TALVEZ
NINGUÉM TENHA PENSADO NA GRANDE METÁFORA EXISTENTE NO LAÇO ENTRE O SER HUMANO E
O SEU COLCHÃO. Eu pensei. Não sou nenhum filósofo, assim como não me dou o
direito de citar algum. Não conheço bem nenhum e não tenho envergadura moral
para mentir sobre Filosofia. Enfim, querendo ou não, eu – não-filósofo – pensei
em algo muito maior que o meu ser ou não ser ao ver um amontoado de colchões
macios e carentes.
É
sabido que despertar é nascer e que dormir é morrer, mas a vida tem muito mais
que isso, a vida tem muito mais do que clichês encontrados em biscoitos chineses
que nunca comi. É possível encontrar tanta diversão em um colchão, tanto
carinho; isso acontece da criancice à velhice, da eloquência de uma dissertação
sobre os problemas do Brasil à chatice de estar com a perna quebrada que eu
nunca quebrei como todo garoto normal. Eu, quando pequeno, construí fortes
intransponíveis feitos de inofensivos e confortáveis colchões. Fiz escorregadores
e inclusive me envolvi em um acidente sangrento por causa disso – uma história de
outros carnavais.
Quando adolescente, descobri que o colchão escuta os meus
pensamentos e mesmo à companhia do travesseiro nunca espalhou meus segredos. Meu
colchão nunca julgou paixões. Nunca reclamou se eu dormi de pijamas ou nu.
Hoje, aos dez e oito, sei que ele é solitário e precisa de um corpo para se
aquecer, por que a química universal decidiu que não existe troca de calor
entre o lençol e a cama.
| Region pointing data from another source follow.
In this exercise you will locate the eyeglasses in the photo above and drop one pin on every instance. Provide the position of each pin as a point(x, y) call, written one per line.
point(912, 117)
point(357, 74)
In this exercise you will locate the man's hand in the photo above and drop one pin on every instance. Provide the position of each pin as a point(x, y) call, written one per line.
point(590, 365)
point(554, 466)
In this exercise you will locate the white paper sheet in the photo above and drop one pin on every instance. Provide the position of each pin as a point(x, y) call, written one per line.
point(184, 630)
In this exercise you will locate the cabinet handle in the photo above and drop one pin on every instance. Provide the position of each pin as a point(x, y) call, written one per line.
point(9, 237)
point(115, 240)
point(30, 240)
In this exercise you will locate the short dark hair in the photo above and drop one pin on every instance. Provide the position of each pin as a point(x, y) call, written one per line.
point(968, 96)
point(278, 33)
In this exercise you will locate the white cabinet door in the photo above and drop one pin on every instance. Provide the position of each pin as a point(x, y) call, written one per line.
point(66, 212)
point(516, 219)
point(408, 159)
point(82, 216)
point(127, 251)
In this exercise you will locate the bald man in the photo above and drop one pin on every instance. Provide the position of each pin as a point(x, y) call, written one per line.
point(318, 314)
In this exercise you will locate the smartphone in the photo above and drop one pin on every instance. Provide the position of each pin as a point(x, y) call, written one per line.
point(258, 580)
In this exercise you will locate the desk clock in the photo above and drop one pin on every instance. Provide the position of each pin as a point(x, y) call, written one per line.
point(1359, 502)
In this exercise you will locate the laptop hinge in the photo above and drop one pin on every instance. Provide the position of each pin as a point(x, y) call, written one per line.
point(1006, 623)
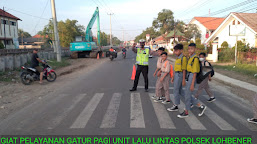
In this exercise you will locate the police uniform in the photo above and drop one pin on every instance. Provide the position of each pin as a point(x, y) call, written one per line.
point(158, 84)
point(142, 66)
point(180, 65)
point(165, 68)
point(191, 69)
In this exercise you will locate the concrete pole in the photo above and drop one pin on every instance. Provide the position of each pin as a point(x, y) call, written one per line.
point(56, 35)
point(110, 28)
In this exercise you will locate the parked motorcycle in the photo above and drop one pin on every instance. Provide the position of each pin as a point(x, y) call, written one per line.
point(28, 74)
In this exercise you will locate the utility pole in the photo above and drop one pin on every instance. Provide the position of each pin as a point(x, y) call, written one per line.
point(4, 29)
point(111, 27)
point(56, 35)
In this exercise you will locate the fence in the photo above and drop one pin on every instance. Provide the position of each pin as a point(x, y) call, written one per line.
point(11, 59)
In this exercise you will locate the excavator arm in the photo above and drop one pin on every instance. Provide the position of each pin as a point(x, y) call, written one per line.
point(89, 37)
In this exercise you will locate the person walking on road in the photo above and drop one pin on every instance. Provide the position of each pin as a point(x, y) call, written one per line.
point(204, 84)
point(142, 64)
point(35, 64)
point(164, 80)
point(193, 67)
point(254, 119)
point(157, 72)
point(179, 76)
Sei que ele gosta tanto de companhia que aceita,
tranquilamente, o papel de terceiro membro do ménage se o cobertor, o lençol e o travesseiro forem considerados
acessórios. O colchão geme e você nem tinha reparado. E eu
pensei ao ver um monte de camas desarrumadas.
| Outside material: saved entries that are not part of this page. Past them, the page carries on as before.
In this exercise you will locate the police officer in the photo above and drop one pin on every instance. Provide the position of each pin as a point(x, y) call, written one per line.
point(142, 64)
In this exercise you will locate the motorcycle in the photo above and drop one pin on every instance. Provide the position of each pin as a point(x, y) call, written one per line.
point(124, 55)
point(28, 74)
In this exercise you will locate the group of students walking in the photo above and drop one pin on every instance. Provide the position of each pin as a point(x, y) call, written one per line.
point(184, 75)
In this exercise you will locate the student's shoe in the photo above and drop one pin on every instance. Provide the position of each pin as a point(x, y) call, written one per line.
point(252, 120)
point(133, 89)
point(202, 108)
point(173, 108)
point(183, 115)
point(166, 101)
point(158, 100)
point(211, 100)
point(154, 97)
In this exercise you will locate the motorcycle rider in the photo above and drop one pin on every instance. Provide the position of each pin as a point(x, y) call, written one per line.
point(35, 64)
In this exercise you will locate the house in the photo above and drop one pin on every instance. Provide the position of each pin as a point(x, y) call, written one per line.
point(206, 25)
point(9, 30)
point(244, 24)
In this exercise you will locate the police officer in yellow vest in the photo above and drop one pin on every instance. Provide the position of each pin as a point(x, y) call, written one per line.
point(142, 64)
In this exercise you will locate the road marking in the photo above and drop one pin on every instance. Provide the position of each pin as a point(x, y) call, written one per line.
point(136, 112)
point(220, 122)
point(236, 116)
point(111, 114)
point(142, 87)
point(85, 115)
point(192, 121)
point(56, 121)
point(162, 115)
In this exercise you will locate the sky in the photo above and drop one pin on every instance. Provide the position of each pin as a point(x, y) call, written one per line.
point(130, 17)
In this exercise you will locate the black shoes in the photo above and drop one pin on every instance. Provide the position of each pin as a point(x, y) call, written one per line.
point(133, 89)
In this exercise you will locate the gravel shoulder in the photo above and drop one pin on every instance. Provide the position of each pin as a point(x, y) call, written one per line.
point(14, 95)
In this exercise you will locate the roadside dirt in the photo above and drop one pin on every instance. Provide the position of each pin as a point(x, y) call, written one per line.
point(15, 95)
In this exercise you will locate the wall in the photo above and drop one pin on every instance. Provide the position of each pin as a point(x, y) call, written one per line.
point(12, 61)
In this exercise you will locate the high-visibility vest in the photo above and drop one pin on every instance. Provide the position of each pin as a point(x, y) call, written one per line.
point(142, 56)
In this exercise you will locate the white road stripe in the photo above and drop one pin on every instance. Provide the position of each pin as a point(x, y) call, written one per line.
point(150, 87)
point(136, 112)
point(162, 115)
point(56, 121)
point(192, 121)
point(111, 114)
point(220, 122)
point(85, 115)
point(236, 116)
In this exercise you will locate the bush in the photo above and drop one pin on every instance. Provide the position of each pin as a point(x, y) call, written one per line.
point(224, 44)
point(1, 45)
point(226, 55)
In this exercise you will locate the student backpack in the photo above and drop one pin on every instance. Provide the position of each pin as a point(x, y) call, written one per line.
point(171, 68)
Os colchões vão ser também o abrigo dos doentes.
O mesmo que se divertiu com você, em algum momento vai sofrer te
acompanhando na velhice. E se você já tiver trocado de cama, receberá o mesmo
suporte. Fodam-se os cães e três vivas para os colchões: verdadeiros melhores amigos do homem.
Pois
bem. Devemos dedicar aos nossos colchões, aquele um terço de vida dormida. Aquele um terço de vida sonhada. Companheirismo! O colchão, objeto peculiar que varia em tamanhos, tipos, cores, idades, preços e tudo, muda
pouco se posto ao lado de seu companheiro. E sabe qual é o motivo? Simples: o
colchão somos nós. Se estamos sozinhos, ele é solteiro. Se estamos
acompanhados, ou faz um esforço e aguenta os pombinhos ou é casal. Assim, ao invés
de perguntar para alguém: “Quer casar comigo?” pergunte: “Quer dividir um colchão comigo?”.
Uma vida, muitas aventuras. Obrigado, colchão.